Any setback for the efficacy of the Oxford/AstraZeneca vaccine would be particularly crucial for the developing world, as the partners are producing billions of doses on a non-profit basis during the pandemic.

The vaccine still appears to be fully effective in preventing hospitalisation and death caused by other variants of coronavirus, according to data from other studies.

AstraZeneca initially declined to comment. It later said it had not been able to properly ascertain the effect of the vaccine on severe disease and hospitalisation caused by the South African variant in the study given most of the participants were young, healthy adults. 

“We do believe our vaccine could protect against severe disease, as neutralising antibody activity is equivalent to that of other Covid-19 vaccines that have demonstrated activity against more severe disease, particularly when the dosing interval is optimised to 8-12 weeks,” it said. It added that other immune responses, such as T-cells, may protect against disease.
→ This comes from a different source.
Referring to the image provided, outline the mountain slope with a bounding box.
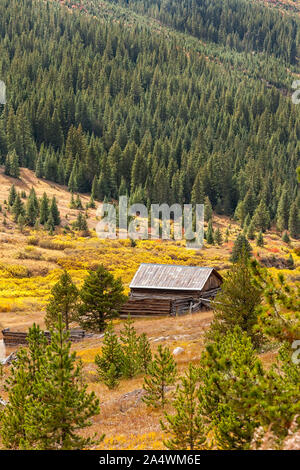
[0,0,300,229]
Initial data, it said, indicated those responses “may remain intact” against the South African variant.

It noted that it had begun to adapt the vaccine against this variant with Oxford, advancing rapidly through clinical development “so that it is ready for autumn delivery [if] needed".

Oxford declined to comment on the results of the study, saying only that it was working with partners across the globe, including in South Africa, to evaluate the effects of new variants on the first generation of its Covid vaccine.

“Oxford is working with AstraZeneca to optimise the pipeline required for a strain change should one become necessary,” the university said. “This is the same issue that is faced by all of the vaccine developers, and we will continue to monitor the emergence of new variants that arise in readiness for a future strain change.”

Shabir Madhi, director of the Vaccines & Infectious Diseases Analytics (VIDA) research unit at the University of the Witwatersrand, and chief investigator on the trial in South Africa said: “Recent data from a study in South Africa sponsored by Janssen which assessed moderate to severe disease, rather than mild disease, using a similar viral vector, indicated that protection against these important disease endpoints was preserved.”

He added: “These findings recalibrate thinking about how to approach the pandemic virus and shift the focus from the goal of herd immunity against transmission to the protection of all at risk individuals in population against severe disease.”

South Africa’s Department of Health did not respond to a request for comment.

The 501Y.V2 variant, dominant in South Africa, has recently been discovered in countries all over the world, including the US and the UK.

The so-called Kent variant, which Oxford university said on Friday was just as susceptible to its vaccine as older variants of the virus, has now acquired the E484K mutation in a few cases that UK health authorities are trying to stop spreading. E484K is present in the variants fuelling Covid-19 surges in Brazil and South Africa.

South Africa took delivery of 1m doses of the AstraZeneca vaccine last week, the first Covid-19 vaccines to arrive in the country, as part of a 1.5m dose order from India’s Serum Institute.